The moon was very bright now, so that all the little square houses showed plainly, as did the white expanse of the empty street. Nothing stirred in all of the sleeping town; the very quiet and peace did indeed make him feel drowsy almost at once. He yawned a great yawn and was just about to turn from the window when a moving shadow caught his eye. Some one was coming down the deserted street, some one who walked noiselessly but swiftly and with great determination. It was a woman, he could see, an Indian squaw, with broad, bent shoulders and heavy dark hair. Even at that distance and in the deceiving moonlight he felt certain that it was the woman he had seen before, Laughing Mary.
She turned in at the gate and came hurrying up the path, but she did not reach the door. Two men followed her, one lithe and stooping, the other tall and moving with great strides—there was no doubt in Hugh’s mind that it was Half-Breed Jake. He seized the woman by the shoulder and whirled her about just as, very plainly, she was on the point of mounting the doorstep and knocking at the door. There followed an altercation, whispered, yet so full of fierceness and passionate gesture that Hugh, at his window, could feel the fury of their quarrel even there. It was almost like watching a dance of shadows, so noiseless did they manage to be, although now and then he caught a low-voiced sentence, couched in guttural Chippewa, and once, to his surprise, he heard his own name, spoken very distinctly by Laughing Mary.

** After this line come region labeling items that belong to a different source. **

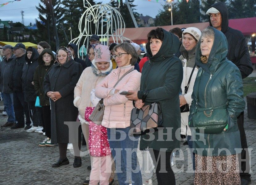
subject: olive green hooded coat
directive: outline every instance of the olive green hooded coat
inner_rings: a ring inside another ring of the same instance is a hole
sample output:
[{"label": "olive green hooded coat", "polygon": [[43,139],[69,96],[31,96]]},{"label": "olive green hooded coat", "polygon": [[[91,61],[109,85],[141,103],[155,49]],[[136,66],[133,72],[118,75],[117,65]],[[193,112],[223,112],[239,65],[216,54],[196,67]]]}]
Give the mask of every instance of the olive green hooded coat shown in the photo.
[{"label": "olive green hooded coat", "polygon": [[[145,105],[158,102],[163,112],[163,127],[155,129],[154,133],[141,136],[141,150],[148,147],[158,150],[170,152],[179,148],[180,142],[180,111],[179,92],[183,77],[181,61],[173,54],[180,47],[180,41],[175,35],[163,29],[164,36],[159,51],[154,56],[150,43],[147,46],[149,61],[143,66],[140,90],[138,97],[142,99],[144,92],[151,90]],[[176,132],[175,136],[175,133]]]},{"label": "olive green hooded coat", "polygon": [[[192,129],[193,148],[196,153],[203,156],[226,155],[241,152],[240,133],[237,117],[244,111],[243,82],[238,68],[228,60],[228,42],[222,32],[214,28],[214,39],[207,63],[203,64],[200,57],[201,39],[196,52],[196,62],[201,67],[194,86],[189,121],[199,109],[211,109],[227,104],[228,128],[219,134],[196,133]],[[217,116],[213,119],[218,119]],[[193,123],[190,123],[192,126]],[[199,139],[199,138],[200,138]],[[218,149],[220,150],[219,150]],[[225,149],[226,153],[221,149]]]}]

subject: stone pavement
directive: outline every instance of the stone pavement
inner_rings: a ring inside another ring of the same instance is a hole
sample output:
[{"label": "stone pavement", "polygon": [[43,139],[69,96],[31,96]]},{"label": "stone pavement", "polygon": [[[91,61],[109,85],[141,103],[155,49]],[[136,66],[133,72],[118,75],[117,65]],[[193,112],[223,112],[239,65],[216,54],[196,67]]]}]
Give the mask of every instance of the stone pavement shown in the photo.
[{"label": "stone pavement", "polygon": [[[3,107],[0,106],[2,110]],[[2,111],[1,111],[2,112]],[[256,184],[256,120],[247,117],[247,108],[245,112],[245,127],[248,147],[252,149],[251,174]],[[0,113],[0,122],[3,124],[7,121],[6,116]],[[23,129],[12,130],[10,127],[0,129],[0,184],[81,184],[85,178],[89,176],[87,170],[89,165],[88,156],[82,157],[82,166],[75,168],[73,167],[74,156],[72,150],[68,151],[69,165],[59,168],[52,168],[51,164],[59,157],[58,146],[53,147],[38,146],[45,136],[37,133],[28,133]],[[175,165],[173,166],[176,184],[193,184],[193,174],[188,172],[192,168],[191,158],[188,157],[188,146],[181,143],[182,152],[176,153]],[[82,146],[81,150],[86,150]],[[153,184],[157,184],[155,174],[153,177]],[[118,184],[116,176],[114,184]]]}]

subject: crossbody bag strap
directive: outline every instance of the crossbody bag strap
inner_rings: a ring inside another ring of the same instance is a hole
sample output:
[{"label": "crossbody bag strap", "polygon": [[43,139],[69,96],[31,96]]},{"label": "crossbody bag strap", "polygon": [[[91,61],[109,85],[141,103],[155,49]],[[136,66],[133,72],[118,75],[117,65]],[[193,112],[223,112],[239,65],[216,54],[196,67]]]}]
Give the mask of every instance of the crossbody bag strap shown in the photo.
[{"label": "crossbody bag strap", "polygon": [[193,73],[194,72],[194,71],[195,70],[195,68],[196,68],[196,64],[195,64],[195,65],[194,66],[194,67],[193,67],[193,69],[192,69],[192,71],[191,72],[191,74],[190,74],[190,76],[189,76],[189,79],[188,79],[188,85],[187,85],[187,86],[186,86],[185,87],[185,94],[187,93],[188,92],[188,87],[189,86],[189,84],[190,84],[190,80],[191,80],[191,78],[192,78],[192,76],[193,75]]},{"label": "crossbody bag strap", "polygon": [[133,69],[133,68],[132,68],[131,69],[130,69],[129,71],[127,71],[127,72],[126,72],[126,73],[125,73],[124,74],[124,75],[123,75],[122,76],[122,77],[121,77],[121,78],[119,78],[119,80],[118,80],[118,81],[117,82],[117,83],[116,83],[116,84],[115,84],[115,85],[114,85],[114,86],[113,87],[113,88],[115,88],[115,87],[116,87],[116,85],[117,85],[117,84],[118,84],[118,83],[119,82],[120,82],[120,81],[121,80],[122,80],[122,79],[126,75],[127,75],[127,74],[128,74],[128,73],[130,73],[130,72],[131,72],[132,71],[133,71],[134,70],[134,69]]}]

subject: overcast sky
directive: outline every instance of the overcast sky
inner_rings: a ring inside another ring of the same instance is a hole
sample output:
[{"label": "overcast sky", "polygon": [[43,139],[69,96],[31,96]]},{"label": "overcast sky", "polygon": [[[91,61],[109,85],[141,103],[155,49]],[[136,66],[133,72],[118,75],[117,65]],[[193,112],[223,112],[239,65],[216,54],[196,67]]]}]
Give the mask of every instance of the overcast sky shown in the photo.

She was not smiling now but speaking volubly, gesticulating, urging and insisting something, to which Jake slowly and determinedly shook his head. She kept pointing to the bale of furs still under his arm and seemed to be voicing her desire with such violence in the face of his continued refusal that finally, in angry impatience, he raised his arm as though to strike her. She winced and cowered, but still persisted, advancing her dark wrinkled face almost into his to utter her last word. Whatever she said seemed to have effect, for Jake’s arm dropped to his side and, muttering angrily, he stooped down to open his pack and give her what she demanded. What the coveted article was, Hugh could not see, for the Indian husband, Kaniska, was standing in the way.
Then all three went out quickly through the gate, as silent and as swift as ghosts. For the first time, Hugh noticed that Jake, who walked behind, moved with a slight unevenness in his giant stride.
It had grown so late that Hugh in spite of his curiosity and excitement was sleepy at last. He lay down again, going over and over once more the puzzles of the day. What ought he to do? What had these strange people to do with him? Why did Jethro say that he was the only one to go on that impossible errand, why did the fellow not go himself? If there were really a chance of his helping the Edmonds boys, Hugh would have risked anything gladly, but this plan was such absolute madness! No, thought Hugh, he had made up his mind, he would not change it again, he would go to-morrow.
He arose at five, packed his belongings and, on hearing Linda stirring in the kitchen, went down to explain to her. She heard him through in silence and without protest.
“I suppose you must know best,” was her only comment.
When he made an attempt to thank her for all her kindness, she refused to listen.
“The Edmonds boys are my friends,” she said, “and for them I would do much. This was nothing.”